Missalexgreenturtle - Seasons, Teaching, And Adventures

More Posts from Missalexgreenturtle and Others

1 year ago

Toad Words

            Frogs fall out of my mouth when I talk. Toads, too.

            It used to be a problem.

            There was an incident when I was young and cross and fed up with parental expectations. My sister, who is the Good One, has gold fall from her lips, and since I could not be her, I had to go a different way.

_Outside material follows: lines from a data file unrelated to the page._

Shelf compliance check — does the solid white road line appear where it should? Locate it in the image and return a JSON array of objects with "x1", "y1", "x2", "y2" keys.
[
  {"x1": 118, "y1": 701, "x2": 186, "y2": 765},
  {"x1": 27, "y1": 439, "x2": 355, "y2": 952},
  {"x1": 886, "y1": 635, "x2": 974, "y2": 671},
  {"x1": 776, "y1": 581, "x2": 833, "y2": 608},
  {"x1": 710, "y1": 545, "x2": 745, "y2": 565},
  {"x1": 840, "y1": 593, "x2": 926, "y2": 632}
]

            So I got frogs. It happens.

            “You’ll grow into it,” the fairy godmother said. “Some curses have cloth-of-gold linings.” She considered this, and her finger drifted to her lower lip, the way it did when she was forgetting things. “Mind you, some curses just grind you down and leave you broken. Some blessings do that too, though. Hmm. What was I saying?”

            I spent a lot of time not talking. I got a slate and wrote things down. It was hard at first, but I hated to drop the frogs in the middle of the road. They got hit by cars, or dried out, miles away from their damp little homes.

            Toads were easier. Toads are tough. After awhile, I learned to feel when a word was a toad and not a frog. I could roll the word around on my tongue and get the flavor before I spoke it. Toad words were drier. Desiccated is a toad word. So is crisp and crisis and obligation. So are elegant and matchstick.

            Frog words were a bit more varied. Murky. Purple. Swinging. Jazz.

I practiced in the field behind the house, speaking words over and over, sending small creatures hopping into the evening.  I learned to speak some words as either toads or frogs. It’s all in the delivery.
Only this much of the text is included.